Iniciava-se uma nova
experiência para Chico. Logo
tornou-se íntimo da família
de José Álvaro, vindo a
conhecer vários intelectuais
mineiros de renome.
“Achei-me de improviso num
ambiente que eu não
conhecia. Muitos livros e
elevadas conversações
literárias. O meu protetor
me apresentava na condição
de médium do Parnaso de
Além-Túmulo e as
visitas, segundo creio,
julgavam que eu fosse pessoa
de muita cultura. Eu,
naturalmente, ouvia as
conversações em silêncio ou
respondia a essa ou àquela
pergunta por monossílabos.
Não sabia eu, então, cousa
alguma sobre os autores,
principalmente europeus, que
eram citados nas palestras.
Lembro-me que falavam muitas
vezes sobre trabalhos de
Crookes e Richet, quando se
referiam a investigadores da
mediunidade, e comentavam
poesias e trabalhos de
Baudelaire, Musset e outros
poetas cujos nomes não
guardei na lembrança, além
de vários poetas brasileiros
como Bilac, Alberto de
Oliveira, Augusto dos Anjos
e Cruz e Souza.
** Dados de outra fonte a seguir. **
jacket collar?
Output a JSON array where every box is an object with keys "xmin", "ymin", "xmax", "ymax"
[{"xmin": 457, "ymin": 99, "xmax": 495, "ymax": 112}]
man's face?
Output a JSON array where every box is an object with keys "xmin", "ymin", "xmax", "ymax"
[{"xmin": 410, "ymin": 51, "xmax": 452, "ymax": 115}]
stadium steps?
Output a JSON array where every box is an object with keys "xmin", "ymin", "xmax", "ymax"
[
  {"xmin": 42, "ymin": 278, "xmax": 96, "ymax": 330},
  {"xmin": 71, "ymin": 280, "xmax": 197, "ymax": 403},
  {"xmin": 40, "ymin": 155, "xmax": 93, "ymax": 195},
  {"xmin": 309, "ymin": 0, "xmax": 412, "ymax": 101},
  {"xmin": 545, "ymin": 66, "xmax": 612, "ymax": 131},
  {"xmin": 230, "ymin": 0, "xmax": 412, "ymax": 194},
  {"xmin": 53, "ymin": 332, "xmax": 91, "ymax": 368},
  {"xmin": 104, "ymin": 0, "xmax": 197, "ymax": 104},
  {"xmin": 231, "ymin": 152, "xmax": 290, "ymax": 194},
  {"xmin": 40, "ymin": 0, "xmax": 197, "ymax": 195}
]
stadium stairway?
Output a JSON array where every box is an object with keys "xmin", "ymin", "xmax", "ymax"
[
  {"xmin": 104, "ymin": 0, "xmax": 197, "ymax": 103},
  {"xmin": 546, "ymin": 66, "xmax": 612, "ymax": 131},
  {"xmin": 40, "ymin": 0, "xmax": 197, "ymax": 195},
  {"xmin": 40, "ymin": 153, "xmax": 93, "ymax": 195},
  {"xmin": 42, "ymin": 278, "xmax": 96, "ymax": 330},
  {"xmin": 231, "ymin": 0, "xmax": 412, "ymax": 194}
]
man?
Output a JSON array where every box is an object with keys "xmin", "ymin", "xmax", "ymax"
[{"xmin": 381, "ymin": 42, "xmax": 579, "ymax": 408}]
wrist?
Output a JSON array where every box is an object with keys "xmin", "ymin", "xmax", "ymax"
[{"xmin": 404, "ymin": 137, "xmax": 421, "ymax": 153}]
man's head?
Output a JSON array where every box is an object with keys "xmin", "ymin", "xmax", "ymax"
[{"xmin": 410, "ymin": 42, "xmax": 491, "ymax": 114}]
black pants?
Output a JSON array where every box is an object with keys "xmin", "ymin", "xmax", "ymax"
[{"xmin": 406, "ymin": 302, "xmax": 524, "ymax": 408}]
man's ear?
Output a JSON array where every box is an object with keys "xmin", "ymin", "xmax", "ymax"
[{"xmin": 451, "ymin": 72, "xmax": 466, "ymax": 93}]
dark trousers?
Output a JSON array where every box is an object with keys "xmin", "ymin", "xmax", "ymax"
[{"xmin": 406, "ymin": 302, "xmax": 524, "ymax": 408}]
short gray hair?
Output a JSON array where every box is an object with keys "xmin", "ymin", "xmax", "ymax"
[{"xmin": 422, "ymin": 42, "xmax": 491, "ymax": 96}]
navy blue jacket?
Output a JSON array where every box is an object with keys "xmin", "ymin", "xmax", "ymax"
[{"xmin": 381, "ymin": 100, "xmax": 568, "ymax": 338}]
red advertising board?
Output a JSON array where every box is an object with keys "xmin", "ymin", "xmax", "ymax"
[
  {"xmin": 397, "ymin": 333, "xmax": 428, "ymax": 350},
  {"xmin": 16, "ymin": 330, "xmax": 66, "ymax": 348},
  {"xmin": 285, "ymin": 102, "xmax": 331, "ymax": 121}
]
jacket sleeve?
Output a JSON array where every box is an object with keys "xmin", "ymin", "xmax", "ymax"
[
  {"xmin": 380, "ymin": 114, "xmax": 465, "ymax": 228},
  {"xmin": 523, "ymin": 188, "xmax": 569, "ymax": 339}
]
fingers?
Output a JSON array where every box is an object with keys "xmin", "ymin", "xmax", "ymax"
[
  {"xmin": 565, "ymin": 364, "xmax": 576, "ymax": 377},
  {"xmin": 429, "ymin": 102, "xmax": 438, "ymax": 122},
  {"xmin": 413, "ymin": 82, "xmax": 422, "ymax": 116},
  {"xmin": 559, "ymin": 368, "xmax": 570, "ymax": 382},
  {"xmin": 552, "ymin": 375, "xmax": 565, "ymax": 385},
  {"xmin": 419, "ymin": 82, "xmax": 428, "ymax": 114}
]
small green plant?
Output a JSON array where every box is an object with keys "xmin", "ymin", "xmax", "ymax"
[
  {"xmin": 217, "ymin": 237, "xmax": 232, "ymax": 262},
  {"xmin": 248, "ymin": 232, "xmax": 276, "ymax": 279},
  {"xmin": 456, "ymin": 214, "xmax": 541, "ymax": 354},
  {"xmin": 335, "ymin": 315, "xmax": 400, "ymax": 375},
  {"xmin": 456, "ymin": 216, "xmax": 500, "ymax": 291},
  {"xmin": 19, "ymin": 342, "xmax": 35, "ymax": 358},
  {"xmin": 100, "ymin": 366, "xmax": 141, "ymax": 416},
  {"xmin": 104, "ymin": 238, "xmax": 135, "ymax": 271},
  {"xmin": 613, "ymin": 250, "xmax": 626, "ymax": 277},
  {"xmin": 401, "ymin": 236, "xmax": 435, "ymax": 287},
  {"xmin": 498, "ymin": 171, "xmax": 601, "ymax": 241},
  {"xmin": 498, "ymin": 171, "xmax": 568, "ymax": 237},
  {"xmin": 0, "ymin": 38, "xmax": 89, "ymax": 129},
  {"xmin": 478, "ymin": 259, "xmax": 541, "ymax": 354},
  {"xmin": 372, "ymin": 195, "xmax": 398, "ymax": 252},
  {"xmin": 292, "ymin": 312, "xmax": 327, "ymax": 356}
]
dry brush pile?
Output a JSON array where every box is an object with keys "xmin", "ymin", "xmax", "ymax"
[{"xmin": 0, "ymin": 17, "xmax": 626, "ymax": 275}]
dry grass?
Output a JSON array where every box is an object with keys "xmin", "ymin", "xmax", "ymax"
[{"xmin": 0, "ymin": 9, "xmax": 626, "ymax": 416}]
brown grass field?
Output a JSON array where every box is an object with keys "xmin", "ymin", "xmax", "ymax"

Pelo tom das
palestras, eu percebi que a
maior parte dos visitantes
me supunha o autor do
Parnaso. Como eu receava
cometer disparates, em meio
de amigos tão cultos,
permanecia quase que em
absoluto silêncio”.
Mas o tempo passava e nada
do prometido emprego surgir.
Apesar de recorrer a vários
amigos seus, José Álvaro não
conseguia colocação para
Chico. Por seu lado,
esgotados os três meses,
Chico não mais podia
esperar.
Em março, quase findo o
prazo dos três meses, Chico
resolveu voltar a Pedro
Leopoldo. José Álvaro iria
para sua casa, em Lagoa
Santa. O médium resolveu
acompanhá-lo. Ali ficou
esperando condução para
Vespasiano, de onde tomaria
o comboio da Central do
Brasil para Pedro Leopoldo.
Enquanto aguardava a
condução, em Lagoa Santa,
Chico foi procurado por dois
amigos. Um deles disse que o
emprego em Belo Horizonte
sairia em breve. Estavam
sendo providenciados,
também, recursos para que
ele pudesse aprimorar sua
educação. E haveria outras
vantagens, beneficiando toda
a família. Chico exultou.
Foi então que o amigo lançou
a ducha fria: para conseguir
o emprego, ele deveria
renunciar ao Espiritismo e
declarar de público que o
Parnaso era obra sua.
Chico negou com veemência,
explicando de que forma os
Espíritos haviam escrito os
poemas através de suas mãos.
O amigo sorriu e perguntou
com um ar de desafio:
“Você conhece um passarinho
chamado sofrê?”
Chico respondeu que não.
“O sofrê é um pássaro que
imita os outros. Você nasceu
com a vocação desse
passarinho entre os poetas.
Não acredite em Espíritos.
Esses poemas que você julga
psicografar são seus,
somente seus.”
Entristecido com o ceticismo
do outro, o médium pensou em
Emmanuel, e imediatamente
ouviu uma voz ao seu lado:
“Volte a Pedro Leopoldo e
vamos trabalhar. Você não é
um sofrê, mas precisa sofrer
para aprender”.
E Chico voltou para o
armazém de Zé Felizardo,
para cortar linguiça, vender
cachaça, fazer entrega de
mercadorias em domicílio. A
temporada, no entanto, foi
breve. Pouco depois
ingressava na antiga
Inspetoria Regional do
Serviço de Fomento da
Produção Animal, órgão do
Ministério da Agricultura,
no cargo de auxiliar de
serviço.
(Texto extraído do livro
“Chico Xavier, Uma vida de
amor”, de Ubiratan Machado,
editora IDE.)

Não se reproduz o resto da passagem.